Из-за такой опеки за Глебом закрепилось обидное прозвище – Стукач. Хотя он ни разу никого не выдал и не говорил матери, кто поставил ему синяк или разбил нос. Но ей не стоило большого труда выяснить, кто обидел ненаглядное чадо. Всех малолетних забияк в деревне она знала, и особенных дедуктивных способностей для расследования не требовалось.

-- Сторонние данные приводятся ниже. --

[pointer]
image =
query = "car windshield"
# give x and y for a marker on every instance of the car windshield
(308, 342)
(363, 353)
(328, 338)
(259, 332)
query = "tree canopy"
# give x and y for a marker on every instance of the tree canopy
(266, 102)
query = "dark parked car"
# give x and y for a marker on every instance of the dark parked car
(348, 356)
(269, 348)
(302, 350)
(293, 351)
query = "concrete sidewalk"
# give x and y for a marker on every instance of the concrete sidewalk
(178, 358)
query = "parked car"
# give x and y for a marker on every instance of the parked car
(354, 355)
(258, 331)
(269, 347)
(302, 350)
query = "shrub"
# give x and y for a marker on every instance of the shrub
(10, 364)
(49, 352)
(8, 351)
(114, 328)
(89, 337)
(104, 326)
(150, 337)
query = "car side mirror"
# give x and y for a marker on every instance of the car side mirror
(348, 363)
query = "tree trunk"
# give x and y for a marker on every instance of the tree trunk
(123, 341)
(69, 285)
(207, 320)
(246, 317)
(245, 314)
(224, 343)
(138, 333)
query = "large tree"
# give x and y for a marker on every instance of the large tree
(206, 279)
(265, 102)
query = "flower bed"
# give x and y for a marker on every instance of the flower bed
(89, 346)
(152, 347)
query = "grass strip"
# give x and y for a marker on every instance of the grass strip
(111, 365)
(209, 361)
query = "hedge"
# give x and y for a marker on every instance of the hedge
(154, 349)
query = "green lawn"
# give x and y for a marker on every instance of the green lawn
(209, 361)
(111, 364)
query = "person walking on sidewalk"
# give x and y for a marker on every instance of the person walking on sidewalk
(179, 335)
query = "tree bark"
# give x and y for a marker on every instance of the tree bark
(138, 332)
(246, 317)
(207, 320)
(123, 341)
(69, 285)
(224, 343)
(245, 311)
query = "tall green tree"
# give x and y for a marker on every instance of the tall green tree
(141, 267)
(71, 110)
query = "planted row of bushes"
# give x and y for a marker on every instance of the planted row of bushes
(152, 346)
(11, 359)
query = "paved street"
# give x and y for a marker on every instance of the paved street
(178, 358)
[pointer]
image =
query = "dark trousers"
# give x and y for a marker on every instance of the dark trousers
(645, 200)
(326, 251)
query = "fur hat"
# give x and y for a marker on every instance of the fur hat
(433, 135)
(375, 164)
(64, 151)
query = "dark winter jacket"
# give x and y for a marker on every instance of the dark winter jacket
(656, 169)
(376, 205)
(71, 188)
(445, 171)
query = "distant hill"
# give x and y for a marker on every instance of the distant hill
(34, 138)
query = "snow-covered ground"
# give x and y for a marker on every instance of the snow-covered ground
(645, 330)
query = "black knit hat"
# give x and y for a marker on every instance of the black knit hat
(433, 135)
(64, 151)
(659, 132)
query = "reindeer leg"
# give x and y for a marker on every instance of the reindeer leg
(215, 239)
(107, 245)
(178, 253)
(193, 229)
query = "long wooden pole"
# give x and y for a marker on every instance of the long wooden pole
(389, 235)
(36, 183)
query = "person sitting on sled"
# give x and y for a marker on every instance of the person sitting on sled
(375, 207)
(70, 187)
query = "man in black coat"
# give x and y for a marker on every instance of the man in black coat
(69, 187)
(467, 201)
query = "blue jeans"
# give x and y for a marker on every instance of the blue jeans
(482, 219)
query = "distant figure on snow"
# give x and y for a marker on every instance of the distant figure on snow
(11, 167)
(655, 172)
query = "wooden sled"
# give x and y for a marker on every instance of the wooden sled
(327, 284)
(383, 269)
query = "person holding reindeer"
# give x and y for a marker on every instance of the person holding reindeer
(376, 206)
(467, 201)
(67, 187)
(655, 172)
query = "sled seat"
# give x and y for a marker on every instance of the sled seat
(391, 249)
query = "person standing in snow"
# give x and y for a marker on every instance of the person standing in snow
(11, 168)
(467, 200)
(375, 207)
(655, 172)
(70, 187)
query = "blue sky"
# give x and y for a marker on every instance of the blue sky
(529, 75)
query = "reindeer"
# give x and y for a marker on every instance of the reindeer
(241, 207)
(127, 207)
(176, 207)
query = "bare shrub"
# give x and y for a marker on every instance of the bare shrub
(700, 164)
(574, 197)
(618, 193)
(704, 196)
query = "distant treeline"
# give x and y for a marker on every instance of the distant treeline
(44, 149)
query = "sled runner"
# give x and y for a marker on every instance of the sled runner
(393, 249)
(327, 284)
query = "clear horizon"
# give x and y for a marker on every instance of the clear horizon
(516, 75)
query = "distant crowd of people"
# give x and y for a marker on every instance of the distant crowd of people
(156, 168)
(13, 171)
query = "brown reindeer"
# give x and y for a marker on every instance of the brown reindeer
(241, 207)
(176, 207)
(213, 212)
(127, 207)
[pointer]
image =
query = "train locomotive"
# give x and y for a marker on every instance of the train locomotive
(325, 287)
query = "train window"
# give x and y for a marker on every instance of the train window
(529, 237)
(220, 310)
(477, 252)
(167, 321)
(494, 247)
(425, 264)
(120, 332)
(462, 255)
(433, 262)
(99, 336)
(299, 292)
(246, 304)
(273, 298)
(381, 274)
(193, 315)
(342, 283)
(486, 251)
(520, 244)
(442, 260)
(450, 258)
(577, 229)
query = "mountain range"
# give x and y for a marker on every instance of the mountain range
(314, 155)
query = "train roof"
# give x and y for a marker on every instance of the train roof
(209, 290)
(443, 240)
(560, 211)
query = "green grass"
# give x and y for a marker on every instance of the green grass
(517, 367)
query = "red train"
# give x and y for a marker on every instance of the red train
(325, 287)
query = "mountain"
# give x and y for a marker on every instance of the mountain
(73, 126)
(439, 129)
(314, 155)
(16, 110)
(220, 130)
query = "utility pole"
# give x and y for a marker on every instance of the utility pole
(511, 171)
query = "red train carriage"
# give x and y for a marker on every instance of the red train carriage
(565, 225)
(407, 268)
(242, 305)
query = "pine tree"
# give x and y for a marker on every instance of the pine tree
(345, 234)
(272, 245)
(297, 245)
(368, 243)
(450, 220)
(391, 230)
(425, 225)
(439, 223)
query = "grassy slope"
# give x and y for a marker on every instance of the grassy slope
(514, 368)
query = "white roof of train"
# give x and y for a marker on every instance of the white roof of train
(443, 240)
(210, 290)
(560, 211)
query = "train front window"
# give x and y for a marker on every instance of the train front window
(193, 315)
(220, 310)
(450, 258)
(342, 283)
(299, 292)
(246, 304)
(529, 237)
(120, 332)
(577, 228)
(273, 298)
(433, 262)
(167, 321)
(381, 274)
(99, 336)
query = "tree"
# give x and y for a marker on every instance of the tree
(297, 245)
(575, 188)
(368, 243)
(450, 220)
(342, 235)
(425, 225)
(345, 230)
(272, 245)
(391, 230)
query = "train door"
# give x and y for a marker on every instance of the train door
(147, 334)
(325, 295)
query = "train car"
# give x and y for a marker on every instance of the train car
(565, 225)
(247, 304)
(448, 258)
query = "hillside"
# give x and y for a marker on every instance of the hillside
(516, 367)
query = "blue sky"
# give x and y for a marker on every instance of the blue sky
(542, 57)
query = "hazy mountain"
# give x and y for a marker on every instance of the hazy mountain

Все, что оставалось Глебу – это мечтать когда-нибудь доказать пацанам, что он не стукач. Или сделать нечто настолько выдающееся, что заставит всех относиться к нему по-другому. Пробраться в дом Фамаиды, да еще выкрасть колдовскую книгу – это точно заставит их уважать Глеба! А может быть, он будет котироваться даже больше, чем Валька!
Глеб спрятался под одеялом с фонариком. Нужно дождаться, когда в доме все уснут, и не проспать этот момент самому. В доме Фамаиды свет горел только в одном окне.
Ночью в Колотуне такая темнота, словно деревню завернули в покрывало. Ни одного фонаря. Иногда можно было заметить холодные огоньки кошачьих глаз. Где-то в лесу ухал филин.
Когда свет в доме Фамаиды погас, Глеб выбрался через окно. Не зажигая фонарика, пробрался огородом до забора, за которым стоит дом. В темноте, с погашенным светом и зашторенными наглухо окнами, он казался еще страшнее, чем представлялось. Глеб тут же вспомнил все слухи, что ходили по деревне о Фамаиде. Страх холодным, сырым комком застрял где-то в животе.